NASA’s Lindley Johnson is head of NASA’s Planetary Defense Coordination Office.
Credit: Leonard David

Events

Recently a small asteroid designated 2022 EB5 approximately 2 meters in size was detected in space as it approached Earth and impacted the atmosphere southwest of Jan Mayen, a Norwegian island nearly 300 miles (470 kilometers) off the east coast of Greenland and northeast of Iceland.

Another notable bolide event in this released data set is of a meteor that was detected on Jan. 8, 2014. This object gained the interest of the scientific community, as it has been posited it could have interstellar origin due to the detected event’s high velocity within the atmosphere.

Further analysis of this event carried out under U.S. Space Command’s purview confirmed the object’s high velocity impact, but the short duration of collected data, less than five seconds, makes it difficult to definitively determine if the object’s origin was indeed interstellar.

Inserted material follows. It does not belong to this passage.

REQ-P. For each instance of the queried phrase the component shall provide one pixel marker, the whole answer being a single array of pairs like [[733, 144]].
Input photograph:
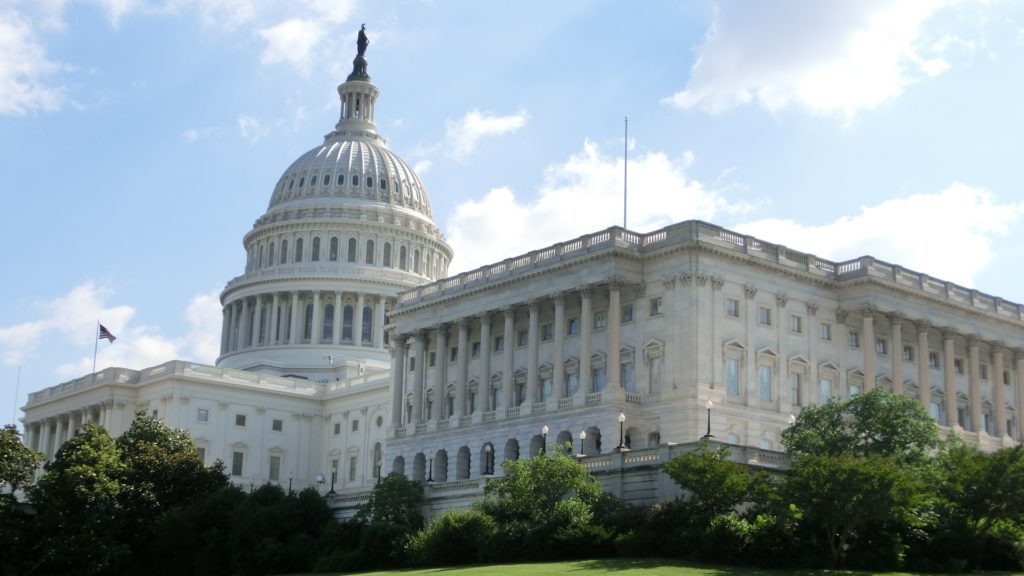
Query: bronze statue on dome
[[359, 64]]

Space Force-operated Defense Support Program (DSP) satellites are a key part of North America’s early warning systems.
Credit: U.S. Space Force

Growing archive

The growing archive of bolide reports, as posted on the NASA Center for Near Earth Object Studies (CNEOS) Fireballs website, “has significantly increased scientific knowledge and contributes to the White House approved National Near-Earth Object Preparedness Strategy and Action Plan,” said Lindley Johnson, planetary defense officer at NASA Headquarters.

“The release of these new bolide data demonstrates another key area of collaboration between NASA and the U.S. Space Force,” Johnson added, “and helps further the pursuit of improved capabilities for understanding these objects and our preparedness to respond to the impact hazard NEOs pose to Earth.”